Drinking patterns varied globally with the highest number of current alcohol drinkers in Denmark - 95.3 per cent of women, and 97.1 per cent of men - while New Zealand had the fifth highest prevalence of female drinkers at 88 per cent. Kiwi men didn't feature in the top 10.

"We too found some protective effects for Type 2 diabetes and ischemic heart disease at low levels of alcohol consumption", Gakidou said. For people over 50, cancers were cited as a leading cause of alcohol-related death (about 27 percent of deaths in women and 19 percent of deaths in men).

They also included an analysis of 23 health outcomes associated with alcohol use, including cardiovascular disease; certain cancers; noncommunicable diseases such as cirrhosis of the liver, alcohol use disorders and pancreatitis, communicable disease such as tuberculosis, intentional and unintentional injuries and transportation-related injuries.

Men in Romania and women in Ukraine drank the most - 8.2 and 4.2 drinks per day respectively.

The researchers admit moderate drinking may protect against heart disease but found that the risk of cancer and other diseases outweighs these protections.

The 0.5 per cent increase in risk meant that 918 people per 100,000 who consumed one alcoholic drink a day would develop a health problem compared with 914 who did not drink.




Lucy Rocca, founder of Soberistas, an online forum to help people stay sober, told Sky News: "I don't think it's realistic [for everyone to be sober]".

The research, published in the Lancet, states that an average of one in three people, or 2.4 billion people, drink alcohol, including 25% of women and 39% of men.

The study, which was funded by the Bill & Melinda Gates Foundation, contradicts other health guidelines -which espouse health benefits associated with consuming up to two drinks per day -saying any benefits were offset by the risks of developing 23 other alcohol-related diseases, specifically cancers, or dying from alcohol-related accidents.

However, it's hard to estimate the risks for a person who drinks fairly infrequently - such as someone who has one drink every two weeks - so the findings might not necessarily apply to this population.

Drinking patterns varied greatly around the world, the study found.

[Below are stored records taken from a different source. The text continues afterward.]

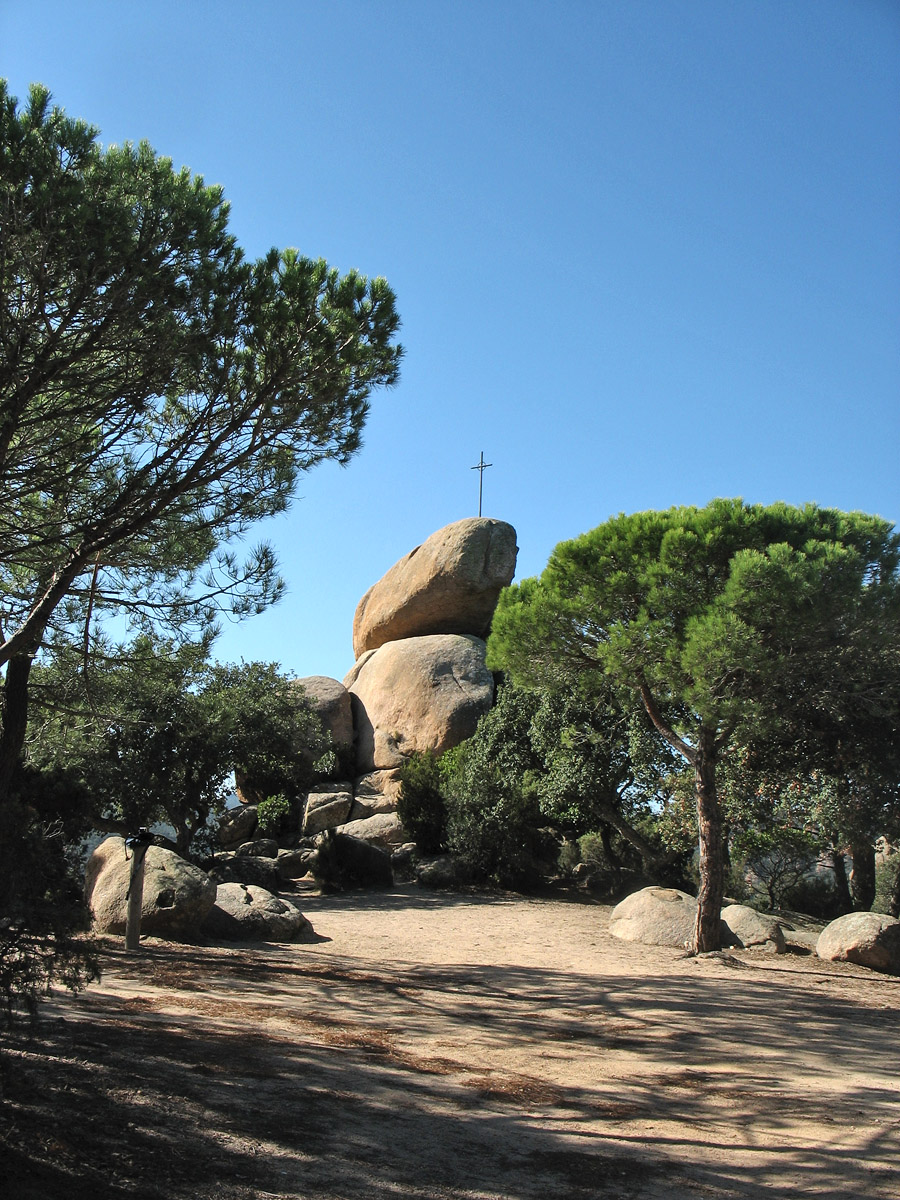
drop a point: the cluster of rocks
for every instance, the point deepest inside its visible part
(660, 916)
(419, 683)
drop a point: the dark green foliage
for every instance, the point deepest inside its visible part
(737, 625)
(157, 733)
(420, 804)
(273, 814)
(43, 913)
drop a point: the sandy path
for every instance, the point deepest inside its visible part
(477, 1048)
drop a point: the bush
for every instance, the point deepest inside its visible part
(886, 879)
(420, 804)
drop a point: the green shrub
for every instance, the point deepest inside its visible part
(420, 804)
(886, 875)
(273, 814)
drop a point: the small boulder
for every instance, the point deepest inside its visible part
(177, 894)
(753, 930)
(383, 828)
(263, 873)
(324, 810)
(237, 826)
(655, 917)
(262, 847)
(331, 702)
(449, 585)
(346, 862)
(868, 939)
(244, 912)
(379, 785)
(293, 864)
(418, 694)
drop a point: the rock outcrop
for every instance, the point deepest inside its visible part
(868, 939)
(449, 585)
(655, 917)
(418, 694)
(177, 895)
(244, 912)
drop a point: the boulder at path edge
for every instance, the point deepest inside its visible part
(177, 894)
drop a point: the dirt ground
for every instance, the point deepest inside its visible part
(441, 1047)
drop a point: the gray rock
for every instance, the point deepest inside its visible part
(868, 939)
(237, 826)
(331, 701)
(293, 864)
(754, 930)
(382, 785)
(418, 694)
(655, 917)
(177, 894)
(384, 829)
(263, 847)
(324, 810)
(244, 912)
(349, 862)
(449, 585)
(262, 873)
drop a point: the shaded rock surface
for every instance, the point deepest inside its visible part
(325, 810)
(418, 694)
(868, 939)
(449, 585)
(177, 894)
(751, 929)
(244, 912)
(331, 702)
(343, 861)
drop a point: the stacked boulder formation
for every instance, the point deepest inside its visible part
(419, 683)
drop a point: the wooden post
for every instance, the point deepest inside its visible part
(136, 894)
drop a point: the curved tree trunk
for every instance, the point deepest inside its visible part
(707, 931)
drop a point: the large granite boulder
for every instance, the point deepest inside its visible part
(449, 585)
(418, 694)
(655, 917)
(382, 828)
(868, 939)
(331, 702)
(244, 912)
(754, 930)
(177, 895)
(346, 862)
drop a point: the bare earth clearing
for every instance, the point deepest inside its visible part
(463, 1048)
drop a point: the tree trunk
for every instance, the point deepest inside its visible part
(862, 877)
(707, 931)
(839, 865)
(15, 719)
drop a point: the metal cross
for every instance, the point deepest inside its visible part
(480, 467)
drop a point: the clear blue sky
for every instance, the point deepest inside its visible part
(646, 252)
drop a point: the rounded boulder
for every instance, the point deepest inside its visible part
(418, 694)
(177, 895)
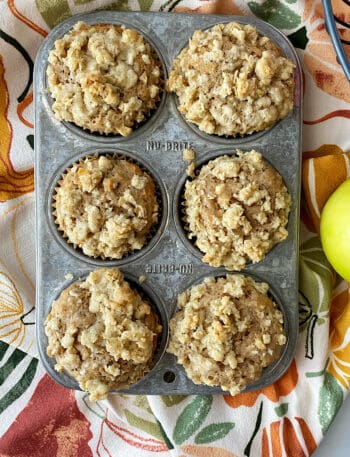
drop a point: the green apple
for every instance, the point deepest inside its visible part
(335, 229)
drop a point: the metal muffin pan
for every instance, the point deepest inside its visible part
(168, 262)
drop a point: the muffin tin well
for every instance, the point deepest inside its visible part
(168, 264)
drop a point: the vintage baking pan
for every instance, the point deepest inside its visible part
(169, 261)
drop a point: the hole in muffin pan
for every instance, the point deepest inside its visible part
(169, 377)
(156, 231)
(179, 212)
(138, 128)
(146, 293)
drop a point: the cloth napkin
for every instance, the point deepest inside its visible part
(289, 418)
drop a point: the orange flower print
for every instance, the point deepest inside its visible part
(274, 392)
(318, 183)
(12, 183)
(294, 435)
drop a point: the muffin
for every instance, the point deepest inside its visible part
(106, 206)
(104, 78)
(236, 209)
(227, 330)
(102, 333)
(231, 80)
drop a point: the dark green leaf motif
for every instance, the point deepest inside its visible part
(331, 399)
(281, 410)
(276, 13)
(213, 432)
(192, 418)
(171, 400)
(316, 279)
(299, 38)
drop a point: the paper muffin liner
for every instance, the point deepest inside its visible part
(158, 196)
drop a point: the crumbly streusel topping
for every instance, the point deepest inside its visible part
(236, 209)
(102, 333)
(104, 78)
(106, 206)
(226, 331)
(232, 81)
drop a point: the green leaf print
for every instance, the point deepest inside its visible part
(149, 427)
(276, 13)
(316, 280)
(192, 418)
(141, 401)
(331, 399)
(282, 409)
(20, 387)
(145, 5)
(53, 12)
(15, 358)
(213, 432)
(299, 38)
(255, 431)
(171, 400)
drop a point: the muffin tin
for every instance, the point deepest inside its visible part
(168, 263)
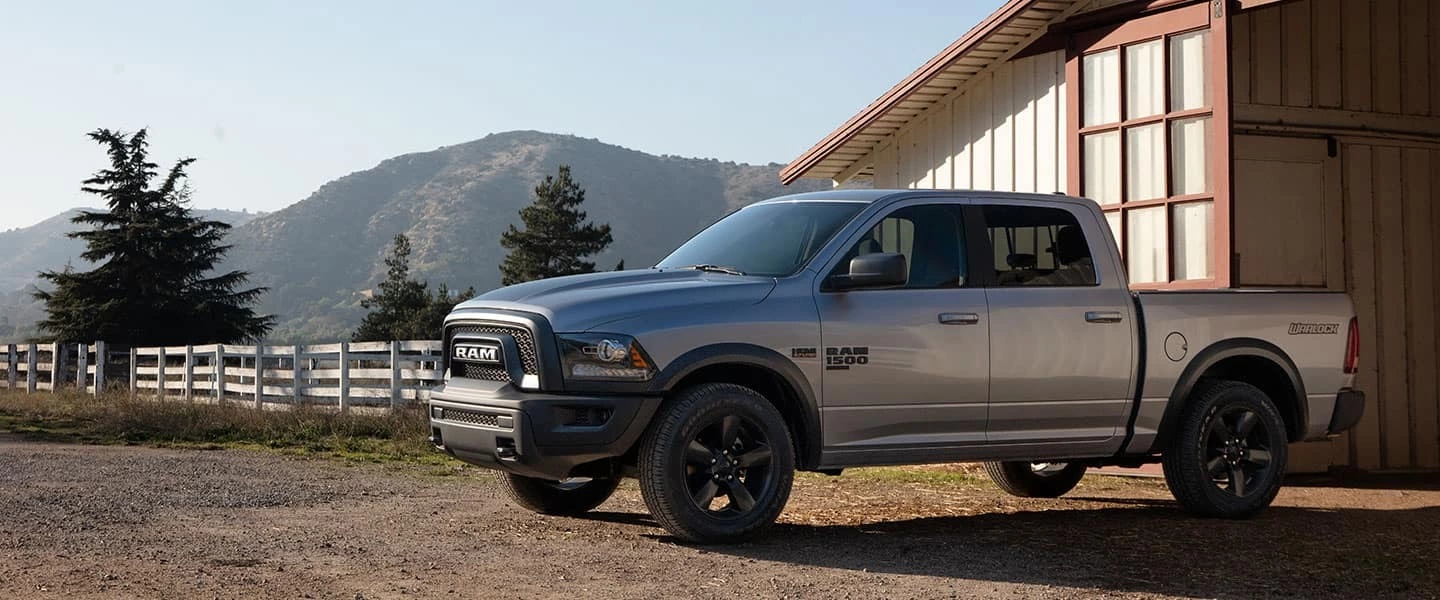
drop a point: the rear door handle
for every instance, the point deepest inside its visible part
(959, 318)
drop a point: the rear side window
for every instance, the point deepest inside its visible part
(1038, 246)
(932, 239)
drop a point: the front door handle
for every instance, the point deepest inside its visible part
(959, 318)
(1103, 317)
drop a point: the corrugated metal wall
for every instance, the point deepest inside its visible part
(1344, 62)
(1005, 131)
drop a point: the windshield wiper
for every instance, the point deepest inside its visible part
(713, 269)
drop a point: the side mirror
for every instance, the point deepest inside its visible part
(883, 269)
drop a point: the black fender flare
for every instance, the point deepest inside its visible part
(1214, 354)
(752, 356)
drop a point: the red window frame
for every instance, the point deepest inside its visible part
(1167, 19)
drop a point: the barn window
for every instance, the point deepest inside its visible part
(1145, 143)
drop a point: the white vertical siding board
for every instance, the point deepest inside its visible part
(964, 141)
(905, 157)
(942, 146)
(982, 153)
(1002, 111)
(1047, 134)
(1026, 94)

Looking at the rise when two drinks a day were consumed (which is just over the 14 units a week United Kingdom guidelines), he calculated that 1,600 people would have to drink 20g of alcohol a day so 32 bottles of gin each over the course of a year or 50,000 bottles in total, to once again realise one extra health problem.

Professor Emmanuela Gakidou, Institute for Health Metrics and Evaluation, University of Washington, USA, said, "Alcohol poses dire ramifications for future population health in the absence of policy action today".

The risk is even more pronounced amoung younger people.